Uma viagem Enogastronómica seguindo o Rio Douro, no norte de Portugal, até sua foz, no Porto, entre aldeias com Quintas centenárias, adegas renovadas, hotéis de charme e restaurantes tentadores.

Primeiro um amis bouche. Em bom português, um “divertir a boca”, com creme de aspargos, peixe fresco e torresmo. “Agora posso escolher a vossa degustação?”, pergunta o chefe Rui Paula. Pouso os talheres, afrouxo o cinto. Estamos no restaurante DOC, no Peso da Régua, onde a divina releitura da Cozinha portuguesa dá o tom requintado que encontraríamos viajando por uma semana no Vale do Rio Douro. O sommelier Marco Valente recomenda o vinho: um Tiara, branco, Nieeport. “É frutado, fácil de tomar”, diz. A garrafa será nossa companheira para a trilogia de degustação, a começar por um manjar dos deuses: carpaccio de polvo cortado bem fininho, “para a açorda de robalo continuaremos no branco, com algo mais pronunciado na madeira. Proponho um Vallado Reserva,” diz Marco.

Surpreendo-me com os novos nomes, aromas e sabores. Chegam ovos estrelados de codorniz com alheira.

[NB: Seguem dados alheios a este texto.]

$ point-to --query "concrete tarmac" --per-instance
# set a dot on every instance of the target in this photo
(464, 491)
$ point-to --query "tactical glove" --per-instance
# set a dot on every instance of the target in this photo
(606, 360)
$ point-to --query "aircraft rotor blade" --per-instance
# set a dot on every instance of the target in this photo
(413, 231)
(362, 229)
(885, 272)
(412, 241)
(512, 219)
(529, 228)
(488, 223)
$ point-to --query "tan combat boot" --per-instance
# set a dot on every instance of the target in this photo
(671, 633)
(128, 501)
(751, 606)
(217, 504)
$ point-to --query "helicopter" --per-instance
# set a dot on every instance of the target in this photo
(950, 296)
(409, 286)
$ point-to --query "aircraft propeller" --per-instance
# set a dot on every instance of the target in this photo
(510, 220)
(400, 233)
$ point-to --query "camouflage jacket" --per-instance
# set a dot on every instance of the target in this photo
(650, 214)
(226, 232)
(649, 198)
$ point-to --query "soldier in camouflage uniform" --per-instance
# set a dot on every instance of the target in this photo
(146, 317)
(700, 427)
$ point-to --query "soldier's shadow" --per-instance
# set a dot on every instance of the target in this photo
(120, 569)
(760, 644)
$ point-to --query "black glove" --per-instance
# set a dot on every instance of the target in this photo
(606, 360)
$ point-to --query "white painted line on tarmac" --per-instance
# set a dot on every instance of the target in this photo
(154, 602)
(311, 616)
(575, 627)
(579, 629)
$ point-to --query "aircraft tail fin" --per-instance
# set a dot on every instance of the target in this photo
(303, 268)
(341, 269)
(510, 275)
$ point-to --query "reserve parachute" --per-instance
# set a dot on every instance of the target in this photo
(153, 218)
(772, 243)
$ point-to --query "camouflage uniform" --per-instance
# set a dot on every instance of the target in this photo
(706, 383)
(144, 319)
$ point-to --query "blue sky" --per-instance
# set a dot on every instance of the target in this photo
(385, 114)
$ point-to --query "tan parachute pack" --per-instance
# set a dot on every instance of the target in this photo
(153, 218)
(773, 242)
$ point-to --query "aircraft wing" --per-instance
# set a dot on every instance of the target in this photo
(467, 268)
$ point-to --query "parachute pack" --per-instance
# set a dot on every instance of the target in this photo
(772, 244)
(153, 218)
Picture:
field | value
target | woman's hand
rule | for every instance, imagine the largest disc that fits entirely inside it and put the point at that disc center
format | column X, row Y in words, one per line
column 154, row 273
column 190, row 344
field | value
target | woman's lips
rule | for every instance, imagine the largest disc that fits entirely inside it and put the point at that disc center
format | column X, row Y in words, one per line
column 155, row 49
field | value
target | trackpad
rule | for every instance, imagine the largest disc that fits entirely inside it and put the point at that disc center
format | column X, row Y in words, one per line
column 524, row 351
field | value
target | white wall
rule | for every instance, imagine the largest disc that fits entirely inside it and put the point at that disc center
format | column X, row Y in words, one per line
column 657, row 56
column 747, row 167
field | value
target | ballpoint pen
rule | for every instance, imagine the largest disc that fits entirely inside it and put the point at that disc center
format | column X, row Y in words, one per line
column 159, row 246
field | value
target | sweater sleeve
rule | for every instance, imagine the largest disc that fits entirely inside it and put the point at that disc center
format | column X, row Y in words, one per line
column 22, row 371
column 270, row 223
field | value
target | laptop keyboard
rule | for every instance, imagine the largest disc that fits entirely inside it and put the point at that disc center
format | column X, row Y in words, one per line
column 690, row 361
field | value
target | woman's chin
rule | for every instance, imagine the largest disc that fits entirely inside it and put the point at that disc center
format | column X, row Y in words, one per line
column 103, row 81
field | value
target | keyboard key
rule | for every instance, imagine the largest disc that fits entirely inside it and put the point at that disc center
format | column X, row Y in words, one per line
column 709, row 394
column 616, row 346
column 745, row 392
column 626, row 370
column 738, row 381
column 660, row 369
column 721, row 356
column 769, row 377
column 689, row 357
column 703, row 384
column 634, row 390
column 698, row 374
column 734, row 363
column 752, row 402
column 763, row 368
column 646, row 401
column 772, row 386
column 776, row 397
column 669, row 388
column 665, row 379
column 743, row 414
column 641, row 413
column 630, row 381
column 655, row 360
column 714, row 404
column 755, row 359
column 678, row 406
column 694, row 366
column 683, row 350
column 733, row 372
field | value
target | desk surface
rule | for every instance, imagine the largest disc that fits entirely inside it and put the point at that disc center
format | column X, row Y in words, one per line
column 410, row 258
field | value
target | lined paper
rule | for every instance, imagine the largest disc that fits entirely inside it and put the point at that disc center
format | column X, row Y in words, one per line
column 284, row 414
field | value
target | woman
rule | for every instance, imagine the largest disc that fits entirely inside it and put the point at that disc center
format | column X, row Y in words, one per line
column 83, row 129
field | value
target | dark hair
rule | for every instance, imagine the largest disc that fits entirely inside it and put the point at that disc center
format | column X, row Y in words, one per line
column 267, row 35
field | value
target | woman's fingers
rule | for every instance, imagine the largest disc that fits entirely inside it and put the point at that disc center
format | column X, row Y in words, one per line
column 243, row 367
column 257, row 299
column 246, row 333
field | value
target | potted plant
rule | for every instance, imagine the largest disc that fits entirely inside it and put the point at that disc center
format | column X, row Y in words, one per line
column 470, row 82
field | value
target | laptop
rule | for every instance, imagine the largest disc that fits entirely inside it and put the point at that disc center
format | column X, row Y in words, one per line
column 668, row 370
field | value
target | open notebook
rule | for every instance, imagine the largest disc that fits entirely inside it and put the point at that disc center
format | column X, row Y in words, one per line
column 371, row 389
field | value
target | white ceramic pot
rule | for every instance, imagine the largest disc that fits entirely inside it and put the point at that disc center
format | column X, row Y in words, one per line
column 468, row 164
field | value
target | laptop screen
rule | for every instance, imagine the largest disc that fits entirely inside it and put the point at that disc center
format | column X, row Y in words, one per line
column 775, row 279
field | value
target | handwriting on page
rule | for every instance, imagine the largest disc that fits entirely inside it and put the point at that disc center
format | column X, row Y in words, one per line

Olho para Marco. “Continue com o Vallado”. Fim da trilogia.

Havíamos voado até o Porto, onde alugamos um carro e dirigimos por 95 quilômetros pela autoestrada A4 até o Peso da Régua, uma espécie de capital da região do Alto Douro Vinhateiro. E aquele início de viagem refletia bem o novo turismo que nos últimos dez anos tem brotado nesta terra onde, desde os tempos pré-romanos, crescem as castas das uvas dos vinhos do Douro e do Porto. Velhas quintas, como a do Vallado, Pacheca e a Nossa Senhora do Carmo deixaram de ser meras propriedades agrícolas e foram convertidas ao chamado Enoturismo de habitação. Além dessas hospedarias para amantes do vinho, também as adegas renovaram os seus espaços. Contrataram arquitetos de sucesso, investiram em enólogos e tecnologia. Novos hotéis de luxo surgiram, como a Quinta da Romaneira, com quartos de quase mil euros por dia. Sem falar no charme das Pousadas de Portugal, a rede que transformou mosteiros e casarões históricos em hotéis. Quatro dessas 41 pousadas ficam justamente aí, no entorno do Douro.


Flutuar no deque - Tudo parece completar-se: o tinto no copo e o Douro à frente das janelas envidraçadas…

O chefe Rui Paula reaparece, sorridente. “O prato principal: cachaço de porco bísaro com purê de aipo”. Antes que o toquemos, o sommelier Marco, sem cerimónias, dá-nos novo copo e, desta vez, preenche-o com um legítimo tinto da região do Douro, Quanta Terra 2007.

Tudo parece se completar: o tinto no copo, e o Douro à frente das janelas envidraçadas. Quando oferecem a sobremesa, juro silenciosamente iniciar um regime ao voltar para casa. E lá vem ela: creme de ruibarbo com mousse de lima e manjericão. Para acompanhar, é claro, Vinho do Porto, essa saborosa mescla das boas uvas do Douro com aguardente de vinho. Flutuo no deque à beira do rio...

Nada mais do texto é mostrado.